Global data center electricity consumption is projected to roughly double to around 945 terawatt-hours by 2030, up from about 415 terawatt-hours in 2024, according to the International Energy Agency. That would lift data centers to just under 3% of total global electricity consumption.
The growth rate outpaces the rest of the economy. From 2024 to 2030, data center electricity consumption is set to grow about 15% per year in the IEA's base case, more than four times faster than electricity demand growth across all other sectors combined. Over the past five years, data center electricity use already grew at 12% per year.
Artificial intelligence is the sharpest driver. The global electricity demand of data centers grew 17% in 2025, in line with IEA projections, while consumption from AI-focused data centers surged 50% in the same year. Electricity use in accelerated servers, the hardware that runs AI workloads, is projected to grow 30% annually, against 9% per year for conventional servers.

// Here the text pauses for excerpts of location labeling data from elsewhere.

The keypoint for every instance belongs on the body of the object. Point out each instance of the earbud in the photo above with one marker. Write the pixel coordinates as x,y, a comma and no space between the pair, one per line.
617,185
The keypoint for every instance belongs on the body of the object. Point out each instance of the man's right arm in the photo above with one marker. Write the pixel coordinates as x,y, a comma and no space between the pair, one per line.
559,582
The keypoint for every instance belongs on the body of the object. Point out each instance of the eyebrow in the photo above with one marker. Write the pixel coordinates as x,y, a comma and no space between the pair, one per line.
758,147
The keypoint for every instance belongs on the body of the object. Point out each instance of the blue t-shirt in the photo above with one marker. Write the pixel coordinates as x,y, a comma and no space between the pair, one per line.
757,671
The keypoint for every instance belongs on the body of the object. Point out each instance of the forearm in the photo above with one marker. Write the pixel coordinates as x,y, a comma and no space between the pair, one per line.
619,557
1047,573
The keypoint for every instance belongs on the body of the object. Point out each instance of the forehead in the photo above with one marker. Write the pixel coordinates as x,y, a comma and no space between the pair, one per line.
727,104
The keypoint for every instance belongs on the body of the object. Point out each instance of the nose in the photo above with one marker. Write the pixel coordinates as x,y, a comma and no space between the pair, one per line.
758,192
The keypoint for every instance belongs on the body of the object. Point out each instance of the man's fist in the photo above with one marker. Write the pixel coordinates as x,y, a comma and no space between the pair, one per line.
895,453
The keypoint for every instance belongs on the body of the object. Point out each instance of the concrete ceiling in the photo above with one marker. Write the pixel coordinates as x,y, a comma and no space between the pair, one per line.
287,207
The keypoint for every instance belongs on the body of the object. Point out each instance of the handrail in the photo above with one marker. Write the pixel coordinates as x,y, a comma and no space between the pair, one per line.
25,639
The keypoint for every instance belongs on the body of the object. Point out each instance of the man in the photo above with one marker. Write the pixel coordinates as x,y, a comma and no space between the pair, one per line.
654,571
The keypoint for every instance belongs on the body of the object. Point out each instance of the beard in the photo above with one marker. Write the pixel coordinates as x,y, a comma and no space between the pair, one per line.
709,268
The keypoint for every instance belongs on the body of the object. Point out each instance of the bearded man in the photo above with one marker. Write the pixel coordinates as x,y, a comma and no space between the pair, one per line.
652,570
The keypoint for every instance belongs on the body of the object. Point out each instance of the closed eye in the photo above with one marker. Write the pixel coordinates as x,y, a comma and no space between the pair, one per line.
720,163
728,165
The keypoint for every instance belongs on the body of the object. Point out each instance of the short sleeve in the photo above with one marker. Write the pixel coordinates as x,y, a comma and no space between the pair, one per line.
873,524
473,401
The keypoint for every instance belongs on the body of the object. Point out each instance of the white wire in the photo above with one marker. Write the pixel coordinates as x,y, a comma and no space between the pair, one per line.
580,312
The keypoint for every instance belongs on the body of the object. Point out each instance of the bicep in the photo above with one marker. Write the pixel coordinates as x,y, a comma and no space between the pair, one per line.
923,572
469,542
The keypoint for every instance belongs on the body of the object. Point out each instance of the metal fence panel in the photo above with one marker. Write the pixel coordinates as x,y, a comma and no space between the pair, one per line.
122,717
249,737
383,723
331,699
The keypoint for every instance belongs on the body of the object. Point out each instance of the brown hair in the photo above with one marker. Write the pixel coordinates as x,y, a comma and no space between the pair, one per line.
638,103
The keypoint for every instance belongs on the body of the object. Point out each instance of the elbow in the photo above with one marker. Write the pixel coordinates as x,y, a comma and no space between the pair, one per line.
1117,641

The near-term trajectory is steep. Data centers consumed around 180 terawatt-hours in 2024 by one IEA measure, and demand is expected to rise by roughly 240 terawatt-hours relative to 2024 levels by the end of the decade. The added load alone approaches the total electricity use of some mid-sized countries.
The figures frame a sector whose energy footprint is expanding faster than the infrastructure built to power it, a gap that increasingly shapes utility planning and grid investment worldwide.